If your assistant forgets things across turns, you do not need a research project to fix it. You need a small, well-placed change: stop asking the model to reconstruct state from the transcript, and start handing it the state directly. This article is the fastest credible path from that realization to a first working result, without the detours that make the topic seem harder than it is.
We will cover what you need before you start, the minimal implementation that produces a real improvement, how to verify it worked, and where to go once the basics are solid. The goal is a first result you can ship, not a complete platform. Depth comes later; the win you can get this week is what builds momentum.

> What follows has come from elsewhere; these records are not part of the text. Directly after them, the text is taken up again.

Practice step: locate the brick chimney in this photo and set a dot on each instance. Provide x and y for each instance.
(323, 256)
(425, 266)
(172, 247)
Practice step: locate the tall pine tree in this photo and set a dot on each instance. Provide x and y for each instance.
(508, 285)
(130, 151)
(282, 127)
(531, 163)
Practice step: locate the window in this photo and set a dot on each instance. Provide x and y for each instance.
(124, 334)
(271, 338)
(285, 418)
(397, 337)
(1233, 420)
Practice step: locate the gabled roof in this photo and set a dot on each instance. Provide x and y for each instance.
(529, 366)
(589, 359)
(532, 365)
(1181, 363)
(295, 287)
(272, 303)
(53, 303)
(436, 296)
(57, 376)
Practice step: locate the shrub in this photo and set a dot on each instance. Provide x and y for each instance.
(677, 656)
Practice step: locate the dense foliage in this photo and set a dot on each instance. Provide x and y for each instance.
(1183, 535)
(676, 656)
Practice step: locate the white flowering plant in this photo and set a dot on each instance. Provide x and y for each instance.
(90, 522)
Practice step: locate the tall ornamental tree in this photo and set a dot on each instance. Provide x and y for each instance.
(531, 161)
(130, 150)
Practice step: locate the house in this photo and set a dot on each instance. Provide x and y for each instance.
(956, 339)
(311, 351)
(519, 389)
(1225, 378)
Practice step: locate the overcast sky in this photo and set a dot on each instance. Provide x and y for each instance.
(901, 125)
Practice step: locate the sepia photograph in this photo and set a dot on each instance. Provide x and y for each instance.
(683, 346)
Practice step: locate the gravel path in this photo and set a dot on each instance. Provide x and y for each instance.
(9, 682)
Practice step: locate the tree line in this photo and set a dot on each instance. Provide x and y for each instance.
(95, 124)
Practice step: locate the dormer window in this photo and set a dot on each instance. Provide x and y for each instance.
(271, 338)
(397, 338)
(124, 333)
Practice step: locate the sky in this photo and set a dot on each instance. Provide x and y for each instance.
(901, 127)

By the end, you will have a state block injected into your prompts and an assistant that stops re-asking for information it already has. That single behavior change is often enough to justify the whole effort.
One mindset shift makes everything that follows click: you are not teaching the model to remember better. You are taking the remembering away from the model entirely and giving it to your code. The model's job becomes responding well to facts you hand it, not reconstructing those facts from a transcript. Once you internalize that division of labor, the implementation is almost obvious.
Prerequisites
You need surprisingly little to begin.
What to have in place
- A multi-turn assistant. Single-shot prompts have no state to manage; this only matters once conversations span turns.
- A place to store state. Any per-conversation storage works — a session object, a database row, even an in-memory map for a prototype.
- The ability to edit the prompt. You must be able to control the text sent to the model each turn. If your tooling hides this, address that first, as Tooling That Tracks Conversation State Across Prompt Turns discusses.
What you do not need
You do not need a framework, a vector database, or any new infrastructure to get a first result. A state object and a string template are enough.
The Minimal Build
Here is the smallest implementation that produces a real improvement.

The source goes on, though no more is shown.